Tallis held very still. Somewhere higher up on the plane of his consciousness, he knew he had fallen asleep. He didn’t want to wake. He wanted to know what the Sun had to say for herself, now that he’d left her to her own resources, stripped of authority, with two slices from his seax on her neck.
He’d tasted those slight wounds, letting his tongue offer the apology he’d never voice.
“You did well,” she said, as softly as the magical swish of the Dragon’s wide wings and long tail. “This was how I intended events to proceed.”
She was swathed in the turquoise of the North, when she was usually clad in the same golden silk sari that Kavya had worn. The gold accentuated her warm coloring. By contrast, the vibrant blue made her features appear careworn. She was voluptuous, but not with Kavya’s innocent sexuality. The Sun’s innocence was petulant, like the greed of an insatiable two-year-old. Pleading, then coercing. Coercing, then pleading. He hadn’t been able to resist that potent cocktail.
Now he could.
“I didn’t do anything to please you,” he said. “Your cult is in ruins. You’ll only be welcomed into the most warlike pods in the North. Go take shelter with them and watch the last of your reputation rip in the wind.”
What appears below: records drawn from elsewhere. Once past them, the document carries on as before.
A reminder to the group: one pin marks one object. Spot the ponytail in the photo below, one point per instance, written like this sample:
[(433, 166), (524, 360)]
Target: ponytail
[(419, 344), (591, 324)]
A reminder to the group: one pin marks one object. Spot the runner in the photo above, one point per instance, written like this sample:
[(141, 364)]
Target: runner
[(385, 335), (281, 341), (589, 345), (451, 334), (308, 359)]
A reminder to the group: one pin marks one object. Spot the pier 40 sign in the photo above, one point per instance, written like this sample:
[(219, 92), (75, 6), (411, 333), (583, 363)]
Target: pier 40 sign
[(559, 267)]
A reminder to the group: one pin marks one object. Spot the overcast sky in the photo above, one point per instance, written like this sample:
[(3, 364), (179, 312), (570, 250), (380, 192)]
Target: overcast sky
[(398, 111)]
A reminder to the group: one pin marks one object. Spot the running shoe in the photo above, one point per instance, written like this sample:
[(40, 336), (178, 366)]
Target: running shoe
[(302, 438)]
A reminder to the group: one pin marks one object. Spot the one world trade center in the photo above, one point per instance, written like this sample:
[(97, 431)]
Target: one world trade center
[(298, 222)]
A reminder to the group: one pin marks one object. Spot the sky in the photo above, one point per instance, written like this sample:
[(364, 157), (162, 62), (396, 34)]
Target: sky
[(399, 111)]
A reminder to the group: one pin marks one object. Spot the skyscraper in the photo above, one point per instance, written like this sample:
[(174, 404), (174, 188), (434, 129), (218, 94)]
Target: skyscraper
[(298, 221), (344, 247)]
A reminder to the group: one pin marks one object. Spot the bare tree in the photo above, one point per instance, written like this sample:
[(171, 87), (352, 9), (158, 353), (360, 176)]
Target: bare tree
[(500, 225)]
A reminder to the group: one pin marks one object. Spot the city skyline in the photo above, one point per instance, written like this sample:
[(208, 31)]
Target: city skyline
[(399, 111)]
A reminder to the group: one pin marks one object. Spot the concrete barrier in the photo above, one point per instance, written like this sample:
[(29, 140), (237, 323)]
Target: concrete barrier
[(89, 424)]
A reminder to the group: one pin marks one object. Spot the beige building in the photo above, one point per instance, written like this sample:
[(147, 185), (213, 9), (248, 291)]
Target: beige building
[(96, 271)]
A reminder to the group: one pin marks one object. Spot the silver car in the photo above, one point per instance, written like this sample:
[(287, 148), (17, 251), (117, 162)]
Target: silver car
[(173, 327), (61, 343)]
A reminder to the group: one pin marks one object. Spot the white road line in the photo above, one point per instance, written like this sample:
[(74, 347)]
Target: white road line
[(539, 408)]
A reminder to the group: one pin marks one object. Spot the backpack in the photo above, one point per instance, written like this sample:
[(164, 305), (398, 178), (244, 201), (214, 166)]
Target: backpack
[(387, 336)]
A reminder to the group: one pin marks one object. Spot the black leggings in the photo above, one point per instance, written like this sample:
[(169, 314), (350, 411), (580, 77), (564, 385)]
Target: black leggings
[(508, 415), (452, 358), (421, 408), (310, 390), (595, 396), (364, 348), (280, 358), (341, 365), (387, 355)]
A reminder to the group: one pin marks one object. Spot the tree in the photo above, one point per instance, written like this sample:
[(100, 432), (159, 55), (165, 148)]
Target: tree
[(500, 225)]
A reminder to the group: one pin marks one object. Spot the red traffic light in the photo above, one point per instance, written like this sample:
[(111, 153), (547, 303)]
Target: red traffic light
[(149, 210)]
Amber eyes glowed strong and true, as a corona of light large enough to obscure the Dragon gained strength at her back. Soon her features were cast in shadows. Her body was a silhouette behind layers of flowing blue. Tallis could only sense the Dragon’s watchful presence and smell the brimstone smoke of its exhalations.
“It was time,” she said. “You killed a priest to unify your clan. That was how the Pendray could become most powerful and lasting.”
“It worked. I know that. Other selective murders have had the same effect—bringing peace where none had been. But strengthening individual clans has never been your goal. ‘The Chasm isn’t fixed,’ you said. Unify the Dragon Kings.”